La journée du 12 juillet reste gravée dans la mémoire collective africaine, marquée par deux épisodes déterminants de l’histoire du continent : la signature du traité Germano-Duala en 1884 au Cameroun et l’accession à l’indépendance de Sao Tomé-et-Principe en 1975.
Le 12 juillet 1884, à Douala, les rois Ndumbé Lobé Bell et Dika Mpondo Akwa signent avec des représentants des firmes allemandes Adolph Woermann et Jantzen & Thormählen un traité par lequel ils cèdent aux Allemands les droits de souveraineté, de législation et d’administration sur le territoire Duala. Cet acte officialise le début du protectorat allemand sur le Kamerun, prélude à la colonisation.

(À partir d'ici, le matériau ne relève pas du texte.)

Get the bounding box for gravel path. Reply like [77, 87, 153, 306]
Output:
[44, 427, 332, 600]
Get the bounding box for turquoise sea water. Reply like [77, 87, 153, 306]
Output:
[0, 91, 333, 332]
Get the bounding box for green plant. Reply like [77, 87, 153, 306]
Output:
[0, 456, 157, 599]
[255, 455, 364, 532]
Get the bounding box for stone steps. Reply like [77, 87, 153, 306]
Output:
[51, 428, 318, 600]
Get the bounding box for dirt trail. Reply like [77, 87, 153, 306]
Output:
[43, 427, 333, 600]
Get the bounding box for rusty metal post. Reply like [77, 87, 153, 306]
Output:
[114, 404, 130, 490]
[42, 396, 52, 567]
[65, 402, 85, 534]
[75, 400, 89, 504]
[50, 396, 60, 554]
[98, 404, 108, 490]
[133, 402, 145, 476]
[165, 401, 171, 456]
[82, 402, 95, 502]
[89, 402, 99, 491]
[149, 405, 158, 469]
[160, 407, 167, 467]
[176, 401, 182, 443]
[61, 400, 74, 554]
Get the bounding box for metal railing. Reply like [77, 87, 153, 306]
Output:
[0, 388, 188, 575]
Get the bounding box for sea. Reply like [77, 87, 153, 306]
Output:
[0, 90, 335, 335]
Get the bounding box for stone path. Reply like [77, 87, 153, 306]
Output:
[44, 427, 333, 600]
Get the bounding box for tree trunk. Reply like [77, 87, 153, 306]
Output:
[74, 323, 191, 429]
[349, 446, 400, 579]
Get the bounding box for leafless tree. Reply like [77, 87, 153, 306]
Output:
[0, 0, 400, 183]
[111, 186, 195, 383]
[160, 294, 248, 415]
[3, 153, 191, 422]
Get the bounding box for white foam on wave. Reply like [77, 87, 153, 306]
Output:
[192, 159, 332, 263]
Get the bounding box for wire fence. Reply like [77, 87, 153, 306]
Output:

Le traité sera par la suite contesté, certains chefs, tels que Kum’a Mbappé (Lock Priso), refusant cette domination et organisant une résistance armée.
Près d’un siècle plus tard, le 12 juillet 1975, Sao Tomé-et-Principe proclame son indépendance vis-à-vis du Portugal, après la révolution des Œillets de 1974 à Lisbonne. Manuel Pinto da Costa devient le premier président de ce jeune État insulaire, symbolisant la libération et l’émancipation des peuples africains face à la colonisation. Depuis, cette date est célébrée chaque année comme la fête nationale.
Ces deux événements, bien que contrastés dans leur nature, rappellent à la fois les blessures et les victoires de l’histoire africaine face à la domination coloniale.